According to the criminal complaint, Volar paid for an Uber to bring Kizer from Milwaukee to his Kenosha home in June 2018. The house caught fire that night. Police discovered Volar’s body slumped on a chair in the house. He had been shot and his BMW was missing.

Kizer told detectives she had a gun for protection. She said she was tired of Volar touching her and shooting her because a tote was blocking the door and she was afraid she wouldn’t be able to leave, according to the complaint. When asked about the fire, Kizer said she watched the TV show “Criminal Minds” and decided to start the fire. She told detectives she jumped out of the window and drove off in a BMW.

Prosecutors charged her with first-degree intentional homicide, arson, auto theft and unlawful possession of a firearm. She would face a mandatory life sentence if convicted on the count of homicide.

Kizer spent two years in prison before being released in June 2020 after community groups lifted her $400,000 bond.

His attorneys planned to invoke the Sex Trafficking Immunity Act at trial, but Kenosha County Circuit Judge David Wilk refused to allow it, saying the immunity only extends to charges related to trafficking, such as withholding someone, extortion, sexual acts or slave labor.

Kizer’s attorney, public defender Katie York, persuaded a state appeals court to overturn Wilk’s decision last June. This court concluded that the immunity applies to any offense resulting directly from trafficking.

The state Department of Justice appealed to the state Supreme Court. Assistant Attorney General Timothy Barber argued in briefs that the shooting was not a direct result of trafficking, as it was premeditated. The day before Volar’s murder, Kizer texted a friend saying “I’m going to buy a BMW” and told her boyfriend she intended to shoot Volar, the prosecutor said. Kizer’s argument that she shot Volar to escape a sexual assault does not hold water since she shot him while he was sitting in a chair, Barber added.

“Kizer is asking this Court to interpret (the Immunity Act) in a way that creates a broader defense based on trafficking status than someone might assert in any other self-defense context,” wrote Barber.

York declined to comment for this story.
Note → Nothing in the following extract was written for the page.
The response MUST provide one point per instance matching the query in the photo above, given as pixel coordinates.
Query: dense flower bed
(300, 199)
But she argued in briefs that Wilk’s interpretation of the immunity laws undermined the law’s purpose and that Kizer should be allowed to argue his case at trial.

Kate Mogulescu, an associate professor of clinical law at Brooklyn Law School who specializes in sex trafficking laws and consulted by one of the parties who filed briefs supporting Kizer, said in a phone interview that he should be easy for the Supreme Court to let a jury consider the background surrounding Volar’s death.

“Somehow when it’s a trafficked person trying to provide additional information and context about what happened in their case, shouldn’t that be allowed?” It makes no sense,” Mogulescu said.